Son las
21.40 de un 31 de Diciembre cualquiera en algún lugar.
Este cuento
en realidad no va a tener nada de importante salvo el hecho de que es la última
narración del año, este año y todos los venideros a partir de hoy, el día de su
nacimiento. Todo a partir de que no se me antoja decir qué año es ni en qué
momento de mi vida fue concebido. Al breve instante de comenzar, sin
reflexionarlo demasiado encontré una peculiaridad interesante en el anterior
detalle. El hecho de hacerlo atemporal, por un breve momento me acaba de
otorgar el poder que la narradora sajona Mary Shelley otorgó a su personaje el Doctor
Víctor Frankenstein, en su “Prometeo Moderno”. La capacidad de crear vida, algo
no menor en nuestro universo.
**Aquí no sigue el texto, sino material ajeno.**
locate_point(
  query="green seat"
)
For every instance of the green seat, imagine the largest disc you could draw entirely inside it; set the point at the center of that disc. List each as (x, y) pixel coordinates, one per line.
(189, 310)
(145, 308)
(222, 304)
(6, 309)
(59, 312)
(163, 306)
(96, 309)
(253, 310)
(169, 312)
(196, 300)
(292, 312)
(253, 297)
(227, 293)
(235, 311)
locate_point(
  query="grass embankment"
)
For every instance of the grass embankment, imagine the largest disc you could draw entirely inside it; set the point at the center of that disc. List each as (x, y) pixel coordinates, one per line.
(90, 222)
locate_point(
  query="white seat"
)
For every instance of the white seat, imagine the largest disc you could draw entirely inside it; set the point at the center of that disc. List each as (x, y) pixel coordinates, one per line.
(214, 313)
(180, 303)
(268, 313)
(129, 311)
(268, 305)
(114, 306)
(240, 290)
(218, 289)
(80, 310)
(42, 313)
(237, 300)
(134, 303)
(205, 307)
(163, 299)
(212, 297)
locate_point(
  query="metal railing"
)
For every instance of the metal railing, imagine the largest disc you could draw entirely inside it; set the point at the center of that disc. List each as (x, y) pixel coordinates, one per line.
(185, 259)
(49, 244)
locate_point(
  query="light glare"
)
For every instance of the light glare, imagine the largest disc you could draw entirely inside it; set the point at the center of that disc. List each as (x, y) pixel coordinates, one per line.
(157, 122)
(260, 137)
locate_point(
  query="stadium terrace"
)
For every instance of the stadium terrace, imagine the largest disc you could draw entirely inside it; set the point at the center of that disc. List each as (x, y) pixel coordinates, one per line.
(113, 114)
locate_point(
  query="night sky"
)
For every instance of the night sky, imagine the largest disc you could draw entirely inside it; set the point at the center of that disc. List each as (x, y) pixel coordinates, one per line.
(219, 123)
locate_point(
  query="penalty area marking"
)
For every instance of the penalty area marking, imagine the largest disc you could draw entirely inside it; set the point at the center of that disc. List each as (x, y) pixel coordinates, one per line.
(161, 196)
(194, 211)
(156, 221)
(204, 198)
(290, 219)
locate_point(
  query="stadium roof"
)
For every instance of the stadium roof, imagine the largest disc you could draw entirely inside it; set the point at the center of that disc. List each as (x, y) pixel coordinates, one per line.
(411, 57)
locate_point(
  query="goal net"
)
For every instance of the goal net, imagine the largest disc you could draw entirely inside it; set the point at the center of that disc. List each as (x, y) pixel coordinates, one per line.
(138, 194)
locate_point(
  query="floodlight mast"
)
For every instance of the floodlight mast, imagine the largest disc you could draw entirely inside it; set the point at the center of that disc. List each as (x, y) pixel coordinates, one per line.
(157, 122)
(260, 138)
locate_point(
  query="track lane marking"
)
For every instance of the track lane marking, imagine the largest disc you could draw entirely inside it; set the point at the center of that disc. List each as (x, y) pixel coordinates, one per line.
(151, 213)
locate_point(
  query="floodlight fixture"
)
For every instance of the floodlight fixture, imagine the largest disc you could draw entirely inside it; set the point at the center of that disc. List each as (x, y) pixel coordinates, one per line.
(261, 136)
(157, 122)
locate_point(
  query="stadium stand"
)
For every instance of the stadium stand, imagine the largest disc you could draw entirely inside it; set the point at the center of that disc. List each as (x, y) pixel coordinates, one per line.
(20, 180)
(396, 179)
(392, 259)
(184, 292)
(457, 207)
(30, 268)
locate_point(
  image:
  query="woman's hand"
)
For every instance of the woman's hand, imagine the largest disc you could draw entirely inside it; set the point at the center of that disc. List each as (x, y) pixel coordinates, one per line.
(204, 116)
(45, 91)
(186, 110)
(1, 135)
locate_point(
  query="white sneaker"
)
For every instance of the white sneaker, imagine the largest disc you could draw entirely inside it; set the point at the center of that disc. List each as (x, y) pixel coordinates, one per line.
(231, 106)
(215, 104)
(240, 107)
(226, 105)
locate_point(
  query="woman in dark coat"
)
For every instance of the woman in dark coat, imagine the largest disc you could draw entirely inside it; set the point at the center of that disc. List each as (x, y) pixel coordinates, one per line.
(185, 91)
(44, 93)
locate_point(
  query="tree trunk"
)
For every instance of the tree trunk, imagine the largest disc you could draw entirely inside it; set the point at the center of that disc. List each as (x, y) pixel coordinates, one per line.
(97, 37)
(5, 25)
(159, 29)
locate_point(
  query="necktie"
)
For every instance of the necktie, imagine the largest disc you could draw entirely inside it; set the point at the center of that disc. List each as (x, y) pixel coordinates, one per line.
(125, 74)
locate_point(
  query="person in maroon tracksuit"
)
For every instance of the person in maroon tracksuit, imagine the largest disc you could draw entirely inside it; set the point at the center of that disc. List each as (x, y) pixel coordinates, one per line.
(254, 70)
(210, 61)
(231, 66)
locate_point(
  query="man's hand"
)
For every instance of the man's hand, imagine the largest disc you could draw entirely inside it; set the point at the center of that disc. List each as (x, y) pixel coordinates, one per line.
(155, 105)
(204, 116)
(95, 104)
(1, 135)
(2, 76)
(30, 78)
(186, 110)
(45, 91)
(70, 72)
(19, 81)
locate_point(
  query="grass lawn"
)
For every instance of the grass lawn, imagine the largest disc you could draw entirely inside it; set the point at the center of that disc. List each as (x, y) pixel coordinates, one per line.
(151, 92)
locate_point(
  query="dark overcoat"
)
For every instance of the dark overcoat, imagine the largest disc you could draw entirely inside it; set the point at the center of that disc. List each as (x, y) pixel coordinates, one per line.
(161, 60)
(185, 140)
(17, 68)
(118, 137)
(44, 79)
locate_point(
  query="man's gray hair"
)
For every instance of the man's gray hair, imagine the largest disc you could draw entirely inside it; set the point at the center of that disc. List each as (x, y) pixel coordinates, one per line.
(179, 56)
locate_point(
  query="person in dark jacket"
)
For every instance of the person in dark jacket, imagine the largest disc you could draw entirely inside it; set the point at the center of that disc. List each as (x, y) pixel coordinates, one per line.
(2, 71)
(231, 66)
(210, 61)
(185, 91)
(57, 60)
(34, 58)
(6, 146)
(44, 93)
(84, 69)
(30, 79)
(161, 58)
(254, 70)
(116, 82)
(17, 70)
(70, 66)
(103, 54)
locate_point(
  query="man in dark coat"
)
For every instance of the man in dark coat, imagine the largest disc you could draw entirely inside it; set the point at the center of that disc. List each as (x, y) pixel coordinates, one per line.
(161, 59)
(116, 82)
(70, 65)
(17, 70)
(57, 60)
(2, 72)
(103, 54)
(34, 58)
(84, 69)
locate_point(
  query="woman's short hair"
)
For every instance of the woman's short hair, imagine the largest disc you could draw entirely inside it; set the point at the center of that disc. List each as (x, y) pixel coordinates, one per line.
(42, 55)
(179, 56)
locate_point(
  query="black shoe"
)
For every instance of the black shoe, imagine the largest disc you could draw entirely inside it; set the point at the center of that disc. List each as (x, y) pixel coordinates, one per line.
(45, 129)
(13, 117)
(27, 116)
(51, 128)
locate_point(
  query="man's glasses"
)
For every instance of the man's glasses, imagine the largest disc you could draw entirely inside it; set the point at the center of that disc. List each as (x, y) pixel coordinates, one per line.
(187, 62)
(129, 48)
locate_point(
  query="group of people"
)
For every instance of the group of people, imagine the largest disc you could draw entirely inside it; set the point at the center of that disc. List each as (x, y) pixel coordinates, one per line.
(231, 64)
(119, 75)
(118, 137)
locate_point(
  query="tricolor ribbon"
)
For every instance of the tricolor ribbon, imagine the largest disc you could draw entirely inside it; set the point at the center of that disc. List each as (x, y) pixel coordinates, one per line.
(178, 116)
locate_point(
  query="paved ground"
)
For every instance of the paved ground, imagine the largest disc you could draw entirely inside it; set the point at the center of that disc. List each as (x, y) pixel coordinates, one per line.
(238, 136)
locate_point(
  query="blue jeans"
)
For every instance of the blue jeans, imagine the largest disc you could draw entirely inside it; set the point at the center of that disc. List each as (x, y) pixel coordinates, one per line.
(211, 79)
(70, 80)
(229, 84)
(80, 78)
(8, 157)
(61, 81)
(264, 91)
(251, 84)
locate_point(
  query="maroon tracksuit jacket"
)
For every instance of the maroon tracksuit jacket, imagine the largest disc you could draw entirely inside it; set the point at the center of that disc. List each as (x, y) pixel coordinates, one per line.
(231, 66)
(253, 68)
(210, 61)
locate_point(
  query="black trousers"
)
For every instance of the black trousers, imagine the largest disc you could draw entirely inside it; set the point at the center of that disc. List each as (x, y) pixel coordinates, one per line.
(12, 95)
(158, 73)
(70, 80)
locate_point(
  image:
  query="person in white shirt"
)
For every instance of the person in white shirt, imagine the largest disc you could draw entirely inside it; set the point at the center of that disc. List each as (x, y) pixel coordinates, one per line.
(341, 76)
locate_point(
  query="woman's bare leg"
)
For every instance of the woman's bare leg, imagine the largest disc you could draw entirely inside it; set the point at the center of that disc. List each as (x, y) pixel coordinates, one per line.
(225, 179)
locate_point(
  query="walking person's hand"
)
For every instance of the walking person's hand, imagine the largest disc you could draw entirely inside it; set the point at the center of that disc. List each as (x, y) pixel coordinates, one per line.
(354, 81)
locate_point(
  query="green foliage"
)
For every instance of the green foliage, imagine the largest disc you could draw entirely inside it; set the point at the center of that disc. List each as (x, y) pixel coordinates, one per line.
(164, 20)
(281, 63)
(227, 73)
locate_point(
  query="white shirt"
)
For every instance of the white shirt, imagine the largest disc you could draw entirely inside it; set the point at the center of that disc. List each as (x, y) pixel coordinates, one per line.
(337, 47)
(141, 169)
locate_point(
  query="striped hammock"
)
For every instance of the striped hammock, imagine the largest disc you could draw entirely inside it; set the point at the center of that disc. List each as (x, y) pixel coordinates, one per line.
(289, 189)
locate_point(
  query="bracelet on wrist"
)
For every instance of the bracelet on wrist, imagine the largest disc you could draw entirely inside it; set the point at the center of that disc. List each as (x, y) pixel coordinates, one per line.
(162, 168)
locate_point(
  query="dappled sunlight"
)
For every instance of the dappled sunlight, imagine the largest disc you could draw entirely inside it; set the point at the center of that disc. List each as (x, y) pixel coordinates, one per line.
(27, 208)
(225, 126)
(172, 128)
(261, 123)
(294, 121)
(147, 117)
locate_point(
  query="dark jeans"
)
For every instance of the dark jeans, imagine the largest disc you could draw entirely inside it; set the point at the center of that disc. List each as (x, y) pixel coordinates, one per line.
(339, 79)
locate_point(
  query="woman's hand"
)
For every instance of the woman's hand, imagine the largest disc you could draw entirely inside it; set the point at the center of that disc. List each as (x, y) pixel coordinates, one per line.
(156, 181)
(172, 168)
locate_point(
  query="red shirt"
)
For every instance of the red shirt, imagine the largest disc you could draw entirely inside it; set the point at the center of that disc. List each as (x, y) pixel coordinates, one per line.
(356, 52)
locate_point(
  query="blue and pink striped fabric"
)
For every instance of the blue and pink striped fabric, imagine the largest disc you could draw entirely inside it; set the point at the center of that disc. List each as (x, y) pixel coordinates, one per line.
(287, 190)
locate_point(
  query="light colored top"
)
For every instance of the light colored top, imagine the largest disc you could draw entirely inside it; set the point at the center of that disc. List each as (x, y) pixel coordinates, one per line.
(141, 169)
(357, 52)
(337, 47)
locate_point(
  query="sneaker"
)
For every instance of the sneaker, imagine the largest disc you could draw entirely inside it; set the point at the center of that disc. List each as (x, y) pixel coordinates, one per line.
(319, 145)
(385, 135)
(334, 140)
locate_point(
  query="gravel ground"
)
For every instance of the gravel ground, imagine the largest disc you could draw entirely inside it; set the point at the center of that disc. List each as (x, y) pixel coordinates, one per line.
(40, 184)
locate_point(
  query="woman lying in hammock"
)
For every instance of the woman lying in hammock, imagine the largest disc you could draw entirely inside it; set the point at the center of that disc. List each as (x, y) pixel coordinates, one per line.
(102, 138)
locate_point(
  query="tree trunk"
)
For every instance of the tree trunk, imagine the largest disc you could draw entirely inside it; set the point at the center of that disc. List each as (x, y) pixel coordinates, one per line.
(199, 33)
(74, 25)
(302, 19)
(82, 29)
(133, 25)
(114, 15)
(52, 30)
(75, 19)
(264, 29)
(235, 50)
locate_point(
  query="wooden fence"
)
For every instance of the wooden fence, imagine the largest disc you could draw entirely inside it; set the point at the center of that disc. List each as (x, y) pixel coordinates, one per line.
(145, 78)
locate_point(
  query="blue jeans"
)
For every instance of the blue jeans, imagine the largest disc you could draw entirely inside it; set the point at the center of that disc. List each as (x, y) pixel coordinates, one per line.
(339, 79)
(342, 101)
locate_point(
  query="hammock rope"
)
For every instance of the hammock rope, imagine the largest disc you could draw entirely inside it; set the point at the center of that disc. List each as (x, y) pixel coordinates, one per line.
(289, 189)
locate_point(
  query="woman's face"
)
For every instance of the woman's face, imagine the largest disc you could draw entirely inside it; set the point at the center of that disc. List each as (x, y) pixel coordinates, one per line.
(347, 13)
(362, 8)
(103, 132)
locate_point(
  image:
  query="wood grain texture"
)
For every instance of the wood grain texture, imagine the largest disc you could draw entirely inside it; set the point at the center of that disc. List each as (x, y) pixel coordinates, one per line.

El mismísimo Frankenstein hizo un ogro verde
medio deforme que terminó de mayordomo de los Addams, es decir un monstruito
sin más pena ni gloria que doblarle los calzones a una familia de locos. Yo por
mi parte hice una breve historieta sin contenido que igualmente resucita todos los
años. Es más, quizás que una vez terminada su escritura viajó al pasado y comenzó
a resucitar y recuperar vidas hasta llegar al día de hoy; lo cual haría creer que este
cuento es un ser supremo si es que posee la capacidad infinita de resurgir anualmente
para convertirse en presente por un rato. Así por algo tan sencillo como omitir el año,
este puñado de palabras va a morir instantáneamente todos los primeros de enero
pasando a ser irrelevante, una simple crónica del pasado, polvo bajo la
alfombra, anécdotas del reloj. Sin embargo, cual ave Fénix (pero seguro que no
como el cuadro de fútbol uruguayo), este compendio de vocablos mínimamente
ensamblados resurgirá por lo menos durante dos horas al año, para vivir de a puchitos
el resto de la eternidad.
¿Y vos
cuántas resucitaciones tenés? ¡Chupate esa Jesús!